Yllana Brosseau, pénalisée quatre fois en début de rencontre, écopait d’un carton jaune à la 13e minute, laissant le champ libre aux Galloises pour mener à terme leur arme préférée, le ballon porté. Mais une faute attribuée à Pauline Bourdon-Sansus conduisait à un essai de pénalité et un carton sur la demie de mêlée, obligeant la France à jouer à 13 contre 15 pendant dix minutes (7-0).
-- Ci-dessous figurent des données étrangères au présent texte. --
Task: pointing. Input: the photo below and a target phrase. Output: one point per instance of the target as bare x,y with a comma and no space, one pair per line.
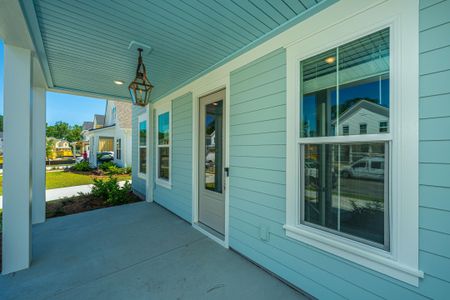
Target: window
345,130
142,146
383,126
163,142
119,149
363,128
336,181
113,115
348,83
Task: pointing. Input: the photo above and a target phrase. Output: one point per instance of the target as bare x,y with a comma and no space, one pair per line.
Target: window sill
164,183
353,251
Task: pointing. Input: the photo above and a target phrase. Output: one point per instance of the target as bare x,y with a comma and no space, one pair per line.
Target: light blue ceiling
85,42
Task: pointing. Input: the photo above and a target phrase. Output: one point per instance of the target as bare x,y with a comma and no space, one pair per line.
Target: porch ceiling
83,45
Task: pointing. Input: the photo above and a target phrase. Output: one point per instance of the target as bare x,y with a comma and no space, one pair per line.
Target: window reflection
345,87
344,189
213,146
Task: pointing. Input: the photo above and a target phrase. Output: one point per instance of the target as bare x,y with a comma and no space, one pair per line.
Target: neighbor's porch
135,251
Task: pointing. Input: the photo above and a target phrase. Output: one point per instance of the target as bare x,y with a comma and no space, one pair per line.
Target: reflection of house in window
383,126
365,117
345,130
363,128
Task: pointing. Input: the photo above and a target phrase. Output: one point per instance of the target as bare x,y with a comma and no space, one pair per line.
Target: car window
377,165
361,164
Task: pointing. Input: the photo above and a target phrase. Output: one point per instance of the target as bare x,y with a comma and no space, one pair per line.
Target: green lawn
64,179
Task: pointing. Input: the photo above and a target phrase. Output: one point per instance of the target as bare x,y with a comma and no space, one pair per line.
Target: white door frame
197,93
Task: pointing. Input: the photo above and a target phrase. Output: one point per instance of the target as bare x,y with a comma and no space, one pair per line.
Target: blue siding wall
435,144
138,183
179,198
257,179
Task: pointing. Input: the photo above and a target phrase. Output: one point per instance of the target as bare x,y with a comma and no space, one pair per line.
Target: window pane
346,86
164,163
319,94
142,160
345,190
163,129
213,146
143,133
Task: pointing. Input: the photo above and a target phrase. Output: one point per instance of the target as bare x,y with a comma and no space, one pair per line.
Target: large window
344,187
163,142
119,149
142,145
351,190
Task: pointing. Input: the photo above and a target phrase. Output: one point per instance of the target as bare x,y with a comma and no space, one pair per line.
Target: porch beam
38,142
17,162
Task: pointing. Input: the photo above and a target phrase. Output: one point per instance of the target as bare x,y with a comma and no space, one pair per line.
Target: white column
17,165
38,144
150,167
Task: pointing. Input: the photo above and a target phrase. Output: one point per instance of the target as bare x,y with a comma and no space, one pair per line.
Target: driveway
135,251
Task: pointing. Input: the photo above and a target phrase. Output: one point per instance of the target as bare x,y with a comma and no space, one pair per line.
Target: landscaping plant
82,166
111,191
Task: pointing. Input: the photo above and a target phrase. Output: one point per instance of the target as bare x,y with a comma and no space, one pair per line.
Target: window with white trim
163,142
119,149
340,192
383,126
142,145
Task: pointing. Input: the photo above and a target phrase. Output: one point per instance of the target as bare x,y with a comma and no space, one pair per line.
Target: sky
63,107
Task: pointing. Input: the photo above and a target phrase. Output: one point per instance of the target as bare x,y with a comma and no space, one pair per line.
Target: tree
60,130
74,133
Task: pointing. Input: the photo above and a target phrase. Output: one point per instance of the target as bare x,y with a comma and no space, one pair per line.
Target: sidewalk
55,194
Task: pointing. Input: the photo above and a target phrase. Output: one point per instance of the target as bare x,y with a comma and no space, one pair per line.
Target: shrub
111,192
82,166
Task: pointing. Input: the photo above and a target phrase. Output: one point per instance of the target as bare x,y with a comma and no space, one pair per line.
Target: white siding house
111,133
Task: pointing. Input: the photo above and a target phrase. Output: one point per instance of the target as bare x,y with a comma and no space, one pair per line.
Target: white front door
211,208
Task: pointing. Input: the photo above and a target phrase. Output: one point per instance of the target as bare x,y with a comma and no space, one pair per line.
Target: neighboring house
84,134
364,117
111,133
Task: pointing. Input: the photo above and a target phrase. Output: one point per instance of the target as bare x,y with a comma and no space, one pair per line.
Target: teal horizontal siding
138,184
178,199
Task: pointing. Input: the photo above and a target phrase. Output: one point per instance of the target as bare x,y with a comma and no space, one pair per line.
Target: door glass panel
213,146
164,163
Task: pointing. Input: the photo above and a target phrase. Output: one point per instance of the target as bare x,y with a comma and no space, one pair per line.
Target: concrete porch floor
135,251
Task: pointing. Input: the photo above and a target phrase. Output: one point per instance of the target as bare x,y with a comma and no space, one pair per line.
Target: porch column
38,142
17,165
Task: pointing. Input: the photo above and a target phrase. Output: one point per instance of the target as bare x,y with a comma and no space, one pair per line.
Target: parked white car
367,168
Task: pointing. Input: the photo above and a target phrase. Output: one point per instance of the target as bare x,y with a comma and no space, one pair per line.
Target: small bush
82,166
111,192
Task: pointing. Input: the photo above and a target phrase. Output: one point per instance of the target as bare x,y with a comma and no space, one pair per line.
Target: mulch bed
77,204
73,205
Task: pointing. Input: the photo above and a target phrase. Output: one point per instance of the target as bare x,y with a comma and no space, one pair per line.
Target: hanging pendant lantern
140,88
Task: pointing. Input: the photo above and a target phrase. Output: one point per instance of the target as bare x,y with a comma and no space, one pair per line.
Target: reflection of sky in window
163,122
369,90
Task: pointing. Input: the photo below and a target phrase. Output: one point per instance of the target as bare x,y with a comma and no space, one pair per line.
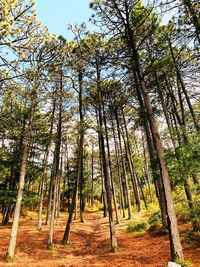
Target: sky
57,14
Elles marquent… à 13 contre 15
Dans ce début de rencontre catastrophique sous le vent de l’Arms Park à Cardiff, collé au Principality Stadium au cœur de la ville, la France était obligée de s’adapter, repositionnant ses joueuses à tous les niveaux pour gérer ce temps faible. A l’inverse de la dynamique, Madoussou Fall-Raclot marquait après une série de pick-and-go de la part des premières lignes françaises, pour revenir à hauteur du Pays de Galles… alors qu’elles étaient encore en large infériorité numérique (7-7).
Elles avaient bien failli réitérer juste avant de revenir à 15 contre 15, si ce n’était sans la grosse défense des Galloises qui résistaient sur leur ligne. Pénalisées sur les ballons portés notamment, les Bleues se heurtaient à un gros mur rouge qui les empêchait de construire leur jeu. Loin d’être concluante, cette première période était conclue par la sortie sur blessure, à la cheville, d’Yllana Brosseau.
« Ce qui nous met dans le jus, c’est nos cartons, c’est notre indiscipline. On s’était dit : aucune pénalité et au final on a deux cartons en quinze minutes. Ça nous fait mal de jouer à 13 », regrettait la demie d’ouverture Carla Arbez. « Il faut qu’on aille chez elles, qu’on soit plus propres et qu’on tienne le ballon, parce que quand on tient le ballon, on a vu qu’on peut avancer. On n’est pas agacées, juste de la frustration je pense, parce qu’on voit qu’on peut les dominer, mais on ne les domine pas. »
De la casse dans le camp tricolore
Avec le vent dans le dos, les Françaises devaient relancer le match en prenant l’axe plus souvent, comme le souhaitait le sélectionneur François Ratier. C’est ce qu’elles appliquaient dès le retour des vestiaires avec un essai en force de la capitaine Manae Feleu (7-14).
Le début de la seconde période faisait un peu de dégât chez les Bleues avec notamment la sortie de la trois-quarts centre Gabrielle Vernier, 60e sélection, toujours efficace au cœur du combat, mais touchée à l’épaule. Sortie également sur protocole commotion de la puissante Madoussou Fall-Raclot, obligeant une énième réorganisation.
Le déclic dans un match verrouillé
Mais à l’heure de jeu, le carton jaune sur la deuxième-ligne Gwen Crabb après un plaquage haut sur Assia Khalfaoui allait créer un appel d’air dans ce match verrouillé. L’ailière Léa Murie faisait le break, suivant Bourdon-Sansus, partie petit côté le long de la ligne de touche derrière un ruck, sur la ligne des 40 mètres (7-19) pour inscrire son 7e essai en huit sélections.
Alors que la pluie tombait sur Cardiff et profitant que les Galloises préféraient sécuriser les extérieurs, Bourdon-Sansus repérait un boulevard après un ballon porté et marquait juste avant de sortir (7-26) après sa performance qui lui valait le titre de joueuse du match. A l’heure de jeu, l’ensemble du banc était vidé pour construire sur le momentum.
Les Galloises ne s’économisaient pas en défense – 198 plaquages contre 124 (75% de réussite contre 91% pour les Bleues) – face à une équipe de France qui multipliait les attaques – 1 125 mètres parcourus ballon en main contre 464 - à l’image de Léa Murie rattrapée à un mètre de la ligne. Sur l’action suivante, Anaïs Grando étendait le bras au maximum pour inscrire son deuxième essai en autant de sélections (7-33). Son doublé en bout de ligne à deux minutes de la fin permettait à la France de repartir avec le bonus (7-38).